Tuesday, September 6, 2011

U.S. pulls back from lead role in conflicts: IISS





A war-weary United States will increasingly look for regional solutions to regional problems, playing a secondary "enabling" role in conflicts similar to the one it played in Libya, an influential think-tank said on Tuesday.

The International Institute for Strategic Studies (IISS) said U.S. leadership was giving way to a world where "rotating coalitions of the willing and available," sometimes without the United States, would address international crises.

The conduct of the air campaign in Libya, where the United States took a back seat in military operations led by its NATO allies Britain and France, could be a pointer to the future, the London-based security research body said.

"The (U.S.) choice in Libya was to be a 'super-enabler' of a European operation with Arab support. These inclinations signal the dawning of a period when 'regional solutions to regional problems' becomes ... a central aspiration of U.S. strategic policy," IISS Director-General John Chipman said, presenting the think-tank's annual "Strategic Survey."

U.S. warplanes took part in early attacks on Libyan leader Muammar Gaddafi's air defenses but pulled back to a supporting role after NATO took control of operations.

President Barack Obama faced resistance in Washington to getting involved in a third conflict in the Muslim world in addition to the costly, unpopular wars in Iraq and Afghanistan.

"Obama and the people around him do really believe that America's long-term role can only be sustainable if we are not doing everything, if we are in a position of being an enabler," said Dana Allin, an IISS expert on U.S. foreign policy.

American and European preoccupation with domestic economic problems had created wider uncertainties over international leadership, the IISS said.

STRATEGIC ARTHRITIS

"There is a sense that the West is suffering from strategic arthritis and exhaustion (and) the rising powers of the East from strategic growth pains and indecision," Chipman said.

"The room for mavericks and rogues to maneuver for their own gain is thus expanded," he said without naming any.

The IISS said war fatigue would shape the U.S. approach to international crises in the medium term.

Ten years after the September 11 attacks triggered a "war on terror," the West's appetite to take military action was lower than it had been for generations, the IISS report said.

The case for "liberal interventionism" could still be made -- as it was in Libya -- but calls for it had to be loud and the cause almost perfect for it to happen.

Obama's approach in Afghanistan "in effect to drop the ambitious counter-insurgency strategy, withdraw forces and prioritize a political solution, will be seen as signaling the end of a decade-long U.S. interventionist policy," Chipman said.

The United States is withdrawing 33,000 of 100,000 troops in Afghanistan by the end of next summer, aiming to hand lead security responsibility to Afghan forces by the end of 2014.

More than 1,600 U.S. soldiers have died in the 10-year war which has cost nearly $450 billion, according to the Congressional Research Service.

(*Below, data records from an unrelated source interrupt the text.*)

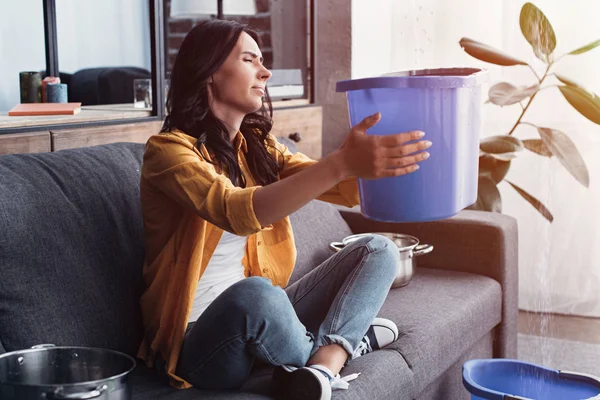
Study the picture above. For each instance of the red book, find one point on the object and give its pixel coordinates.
(26, 109)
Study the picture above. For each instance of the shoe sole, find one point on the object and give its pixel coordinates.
(302, 384)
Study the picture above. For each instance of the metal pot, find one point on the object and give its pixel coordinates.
(50, 372)
(409, 248)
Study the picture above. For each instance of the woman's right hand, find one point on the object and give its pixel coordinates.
(374, 156)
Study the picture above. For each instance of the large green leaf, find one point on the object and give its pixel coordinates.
(488, 196)
(492, 167)
(538, 31)
(502, 147)
(568, 81)
(542, 209)
(537, 146)
(487, 53)
(564, 149)
(586, 48)
(588, 104)
(505, 94)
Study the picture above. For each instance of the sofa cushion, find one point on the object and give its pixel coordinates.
(440, 315)
(71, 248)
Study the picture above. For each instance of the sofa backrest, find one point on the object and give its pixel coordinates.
(71, 248)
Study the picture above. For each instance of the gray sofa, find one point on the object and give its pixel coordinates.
(71, 253)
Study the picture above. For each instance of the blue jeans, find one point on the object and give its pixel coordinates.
(254, 321)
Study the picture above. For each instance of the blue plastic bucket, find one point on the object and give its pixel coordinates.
(503, 379)
(446, 105)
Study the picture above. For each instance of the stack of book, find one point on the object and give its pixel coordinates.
(28, 109)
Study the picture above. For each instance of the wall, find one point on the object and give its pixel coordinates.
(334, 38)
(91, 34)
(559, 262)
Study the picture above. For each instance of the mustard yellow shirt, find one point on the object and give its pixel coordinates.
(186, 205)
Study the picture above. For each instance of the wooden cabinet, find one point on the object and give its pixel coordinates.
(302, 123)
(29, 142)
(83, 137)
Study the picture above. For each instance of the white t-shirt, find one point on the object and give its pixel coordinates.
(223, 270)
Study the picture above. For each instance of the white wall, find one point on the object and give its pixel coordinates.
(560, 262)
(90, 34)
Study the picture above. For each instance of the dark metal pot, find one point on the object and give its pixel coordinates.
(408, 246)
(50, 372)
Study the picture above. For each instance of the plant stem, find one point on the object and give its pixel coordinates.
(528, 123)
(535, 73)
(529, 102)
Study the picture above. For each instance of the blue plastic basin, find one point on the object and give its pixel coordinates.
(504, 379)
(446, 105)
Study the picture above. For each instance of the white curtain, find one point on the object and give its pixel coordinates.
(559, 262)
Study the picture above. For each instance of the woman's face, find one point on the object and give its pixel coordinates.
(239, 84)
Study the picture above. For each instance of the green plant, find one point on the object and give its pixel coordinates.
(497, 152)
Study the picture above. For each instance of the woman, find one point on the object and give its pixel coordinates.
(216, 192)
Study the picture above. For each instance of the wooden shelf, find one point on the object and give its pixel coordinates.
(105, 112)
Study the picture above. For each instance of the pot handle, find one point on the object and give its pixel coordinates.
(93, 394)
(422, 249)
(42, 346)
(336, 246)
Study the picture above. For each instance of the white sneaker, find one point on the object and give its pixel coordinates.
(307, 383)
(381, 333)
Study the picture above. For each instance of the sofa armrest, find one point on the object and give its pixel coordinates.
(477, 242)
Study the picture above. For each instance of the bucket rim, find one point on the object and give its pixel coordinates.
(447, 78)
(478, 390)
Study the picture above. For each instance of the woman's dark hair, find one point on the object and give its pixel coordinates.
(202, 52)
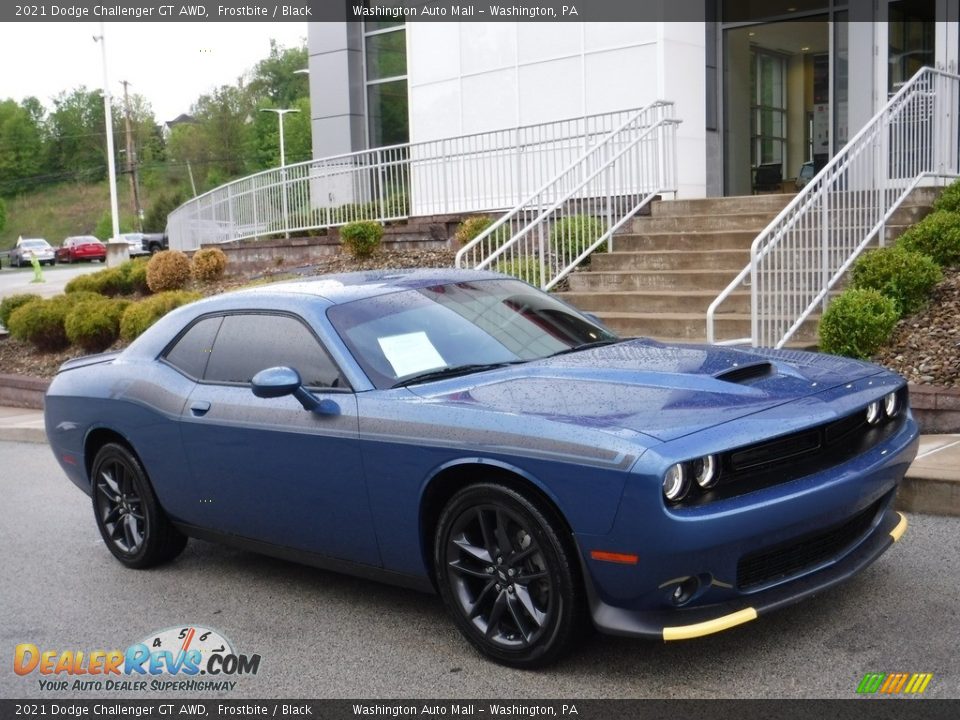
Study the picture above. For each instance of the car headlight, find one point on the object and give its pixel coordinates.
(675, 482)
(706, 471)
(891, 405)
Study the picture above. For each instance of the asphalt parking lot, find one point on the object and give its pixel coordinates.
(20, 280)
(322, 635)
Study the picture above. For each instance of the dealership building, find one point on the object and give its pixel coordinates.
(773, 85)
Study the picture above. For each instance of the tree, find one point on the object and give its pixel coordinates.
(78, 142)
(274, 81)
(21, 145)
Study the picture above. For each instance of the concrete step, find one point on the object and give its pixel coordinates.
(610, 281)
(770, 204)
(655, 301)
(702, 223)
(690, 326)
(719, 240)
(717, 260)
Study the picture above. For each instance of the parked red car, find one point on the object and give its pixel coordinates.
(81, 247)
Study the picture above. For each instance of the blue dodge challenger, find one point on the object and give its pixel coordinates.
(465, 433)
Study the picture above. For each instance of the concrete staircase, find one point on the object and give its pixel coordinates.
(665, 271)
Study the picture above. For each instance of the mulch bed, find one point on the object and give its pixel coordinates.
(925, 347)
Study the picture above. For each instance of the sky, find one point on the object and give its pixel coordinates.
(170, 64)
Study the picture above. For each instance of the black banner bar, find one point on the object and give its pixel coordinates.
(423, 11)
(874, 708)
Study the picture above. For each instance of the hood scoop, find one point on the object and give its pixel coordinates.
(743, 374)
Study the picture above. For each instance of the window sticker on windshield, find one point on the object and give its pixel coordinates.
(410, 353)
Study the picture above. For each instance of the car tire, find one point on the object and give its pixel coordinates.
(507, 576)
(131, 521)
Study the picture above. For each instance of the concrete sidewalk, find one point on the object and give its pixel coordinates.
(932, 484)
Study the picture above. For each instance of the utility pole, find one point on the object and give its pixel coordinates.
(132, 160)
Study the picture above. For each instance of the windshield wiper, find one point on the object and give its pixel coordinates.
(453, 371)
(586, 346)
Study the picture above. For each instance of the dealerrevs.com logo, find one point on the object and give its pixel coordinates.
(894, 683)
(188, 658)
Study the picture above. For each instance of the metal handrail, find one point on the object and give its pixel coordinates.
(487, 171)
(547, 235)
(798, 259)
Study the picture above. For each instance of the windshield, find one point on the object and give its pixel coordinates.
(481, 323)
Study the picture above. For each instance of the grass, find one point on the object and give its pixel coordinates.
(72, 208)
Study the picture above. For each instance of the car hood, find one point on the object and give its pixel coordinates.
(662, 391)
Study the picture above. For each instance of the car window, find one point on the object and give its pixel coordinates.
(486, 322)
(192, 351)
(249, 343)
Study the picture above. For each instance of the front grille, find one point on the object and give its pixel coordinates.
(783, 561)
(799, 454)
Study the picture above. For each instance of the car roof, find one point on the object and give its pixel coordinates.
(346, 287)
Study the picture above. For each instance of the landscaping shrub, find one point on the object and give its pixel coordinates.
(526, 269)
(905, 276)
(470, 228)
(949, 199)
(361, 238)
(570, 236)
(41, 323)
(125, 279)
(84, 283)
(94, 325)
(11, 303)
(857, 323)
(937, 235)
(208, 264)
(141, 315)
(168, 270)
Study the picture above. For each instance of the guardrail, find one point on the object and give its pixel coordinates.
(467, 174)
(555, 228)
(798, 259)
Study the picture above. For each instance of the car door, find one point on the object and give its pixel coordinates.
(267, 469)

Europe's strategic ambitions had been crippled by its weak economic performance, the IISS report said. Defense budgets were being cut and Europe's political leadership was having to put its financial house together again, it said.

The IISS said revolts in Arab countries would not necessarily lead to the spread of democracy in the region.

"The transitions that have taken place so far remain half-baked and the promise of more democratic outcomes remains laced with the risk that sects, military institutions or other groups might still hijack the process," Chipman warned.